Live-verified examples:
- fal-ai/flux-pro/kontext OpenAPI requires image_url
- fal-ai/qwen-image requires only prompt
- fal-ai/qwen-image-2/edit and fal-ai/qwen-image-2/pro/edit require prompt + image_urls
- fal-ai/nano-banana/edit, nano-banana-2/edit, and nano-banana-pro/edit require prompt + image_urls
- fal-ai/flux-2-pro/edit requires prompt + image_urls
Practical rule:
- Do not assume a model marketed as "can generate new images from text" is a drop-in text-only endpoint for production. Verify whether the schema actually requires an image field.
- For Video Story, flux-pro/kontext is best treated as an edit model, not a pure text-only reference generator.

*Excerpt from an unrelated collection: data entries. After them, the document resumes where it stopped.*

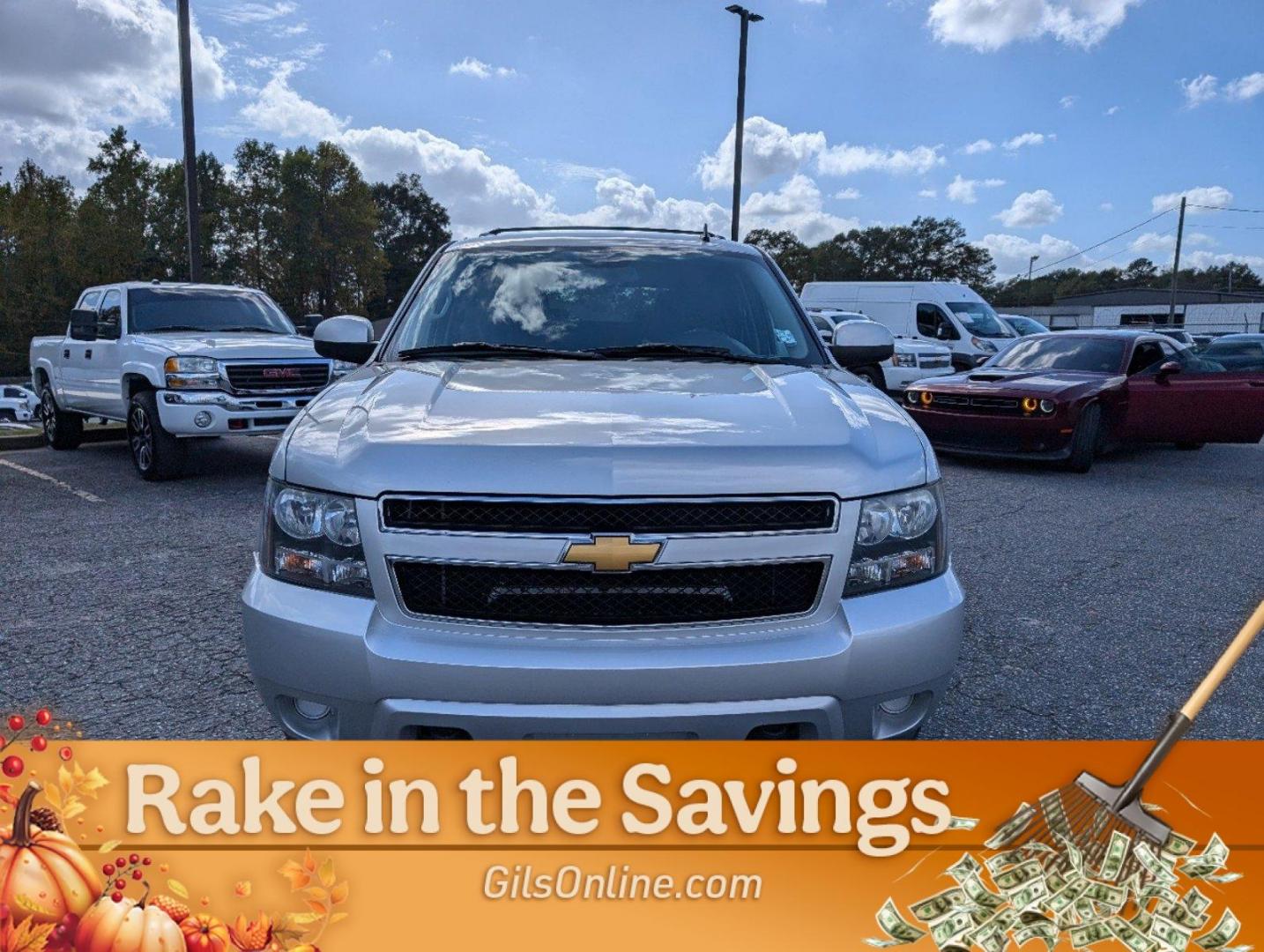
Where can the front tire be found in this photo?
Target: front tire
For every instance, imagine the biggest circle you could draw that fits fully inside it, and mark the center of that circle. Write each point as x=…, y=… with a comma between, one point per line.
x=62, y=428
x=1086, y=439
x=154, y=451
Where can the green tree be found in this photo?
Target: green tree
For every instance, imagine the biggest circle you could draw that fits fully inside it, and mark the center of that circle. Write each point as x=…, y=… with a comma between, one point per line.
x=411, y=227
x=790, y=255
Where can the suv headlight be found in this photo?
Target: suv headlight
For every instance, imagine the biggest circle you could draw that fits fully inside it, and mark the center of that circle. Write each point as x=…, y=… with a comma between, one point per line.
x=314, y=539
x=899, y=541
x=192, y=372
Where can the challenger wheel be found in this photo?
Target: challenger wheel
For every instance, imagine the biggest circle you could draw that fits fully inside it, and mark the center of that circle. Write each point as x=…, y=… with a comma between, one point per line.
x=156, y=453
x=62, y=428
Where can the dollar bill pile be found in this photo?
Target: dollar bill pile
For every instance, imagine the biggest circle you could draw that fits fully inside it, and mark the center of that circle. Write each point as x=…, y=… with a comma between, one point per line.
x=1053, y=891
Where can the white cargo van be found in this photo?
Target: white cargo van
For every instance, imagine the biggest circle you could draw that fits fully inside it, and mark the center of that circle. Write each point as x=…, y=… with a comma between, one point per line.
x=922, y=310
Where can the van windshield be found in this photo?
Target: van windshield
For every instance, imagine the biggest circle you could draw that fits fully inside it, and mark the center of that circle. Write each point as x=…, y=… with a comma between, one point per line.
x=978, y=319
x=584, y=300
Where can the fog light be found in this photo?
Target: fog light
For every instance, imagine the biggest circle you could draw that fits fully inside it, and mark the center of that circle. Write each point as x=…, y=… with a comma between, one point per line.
x=896, y=706
x=311, y=710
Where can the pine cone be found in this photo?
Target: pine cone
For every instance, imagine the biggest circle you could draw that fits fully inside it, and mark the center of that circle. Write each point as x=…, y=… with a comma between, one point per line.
x=46, y=820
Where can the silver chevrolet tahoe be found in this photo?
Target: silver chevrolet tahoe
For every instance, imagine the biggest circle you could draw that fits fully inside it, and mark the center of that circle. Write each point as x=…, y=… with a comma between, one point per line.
x=602, y=483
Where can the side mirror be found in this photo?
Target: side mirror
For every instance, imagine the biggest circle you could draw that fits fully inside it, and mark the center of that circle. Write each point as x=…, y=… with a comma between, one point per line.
x=84, y=324
x=859, y=343
x=346, y=338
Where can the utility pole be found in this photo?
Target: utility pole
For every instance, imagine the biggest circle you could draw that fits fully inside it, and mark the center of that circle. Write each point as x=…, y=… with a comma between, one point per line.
x=747, y=19
x=186, y=108
x=1176, y=267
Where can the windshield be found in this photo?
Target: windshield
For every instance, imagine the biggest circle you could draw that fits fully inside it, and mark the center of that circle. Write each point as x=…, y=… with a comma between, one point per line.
x=980, y=319
x=178, y=309
x=1063, y=353
x=593, y=299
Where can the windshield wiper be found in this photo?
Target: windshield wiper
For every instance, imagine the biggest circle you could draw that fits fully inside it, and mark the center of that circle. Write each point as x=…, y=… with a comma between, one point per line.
x=685, y=352
x=478, y=348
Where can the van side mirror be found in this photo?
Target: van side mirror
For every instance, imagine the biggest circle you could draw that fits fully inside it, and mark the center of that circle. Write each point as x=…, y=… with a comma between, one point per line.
x=859, y=343
x=82, y=324
x=346, y=338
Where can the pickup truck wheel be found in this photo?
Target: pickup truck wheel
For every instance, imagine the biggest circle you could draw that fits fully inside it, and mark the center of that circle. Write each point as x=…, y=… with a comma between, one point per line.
x=157, y=454
x=1085, y=440
x=62, y=428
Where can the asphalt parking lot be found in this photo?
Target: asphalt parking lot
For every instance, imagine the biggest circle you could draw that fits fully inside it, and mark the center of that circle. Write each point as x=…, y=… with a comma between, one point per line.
x=1095, y=602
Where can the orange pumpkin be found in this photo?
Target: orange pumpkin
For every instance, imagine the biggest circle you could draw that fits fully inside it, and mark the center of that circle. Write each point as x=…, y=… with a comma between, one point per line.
x=127, y=926
x=205, y=933
x=43, y=875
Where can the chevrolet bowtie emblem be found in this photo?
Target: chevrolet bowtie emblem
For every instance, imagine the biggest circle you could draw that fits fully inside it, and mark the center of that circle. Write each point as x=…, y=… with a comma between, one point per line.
x=612, y=553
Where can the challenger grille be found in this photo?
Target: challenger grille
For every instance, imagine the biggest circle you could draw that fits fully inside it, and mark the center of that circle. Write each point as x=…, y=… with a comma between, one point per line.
x=574, y=517
x=265, y=377
x=658, y=596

Separate decisions into two different jobs:
Live-verified candidates:
- fal-ai/qwen-image — text-only, $0.02 / megapixel
- fal-ai/bytedance/seedream/v4/text-to-image — text-only, $0.03 / image
- fal-ai/nano-banana — text-only, about $0.039 / image
- replicate.com/black-forest-labs/flux-1.1-pro — text-only with optional composition guidance, $0.04 / output image
- replicate.com/black-forest-labs/flux-2-pro — text-only or multi-ref, pricing is mixed: $0.015 / run + $0.015 / input MP + $0.015 / output MP
Live-verified candidates:
- replicate.com/black-forest-labs/flux-2-pro — up to 8 reference images on API
- fal-ai/flux-2-pro/edit — requires image_urls, priced from $0.03 for first output MP plus extra MP charges
- fal-ai/qwen-image-2/edit — requires image_urls with 1-3 images, $0.035 / image
- fal-ai/qwen-image-2/pro/edit — requires image_urls with 1-3 images, $0.075 / image
- fal-ai/nano-banana/edit — requires image_urls, about $0.039 / image
- fal-ai/nano-banana-2/edit — requires image_urls, $0.08 / image base with resolution/thinking surcharges
- fal-ai/nano-banana-pro/edit — requires image_urls, $0.15 / image base
- fal-ai/flux-pro/kontext / kontext/max — single-image edit flow, not multi-ref compositing
The current app implementation is not just "Qwen" in one uniform sense:
- text-only references go through fal-ai/qwen-image
- reference-guided shots go through fal-ai/qwen-image-2/pro/edit
This matters because:
- pricing is different between the text-only and edit legs
- ref-count limits are different from some local registry assumptions
- quality/capability discussions should distinguish qwen-image from qwen-image-2/pro/edit
If the user asks which models are best for Video Story specifically, use this default reasoning: - Best current video fit: Replicate Wan 2.2 FLF, because fractional duration support beats today's fal video enums - Best budget text-only references: fal Qwen Image - Best likely upgrade candidate for pure text-only references: fal Seedream V4 - Best current multi-reference frame candidate on paper: Replicate FLUX.2 Pro (8 refs) or fal Nano Banana 2 / Pro when very high reference count matters - Best single-reference edit model: fal Flux Kontext / Kontext Max - Do not recommend a fal video model as the primary Video Story generator unless its duration API is verified to support numeric fractional timing
If you use this skill and discover renamed endpoints, broken pricing assumptions, or new provider pages, patch this skill immediately and update references/inventory.md.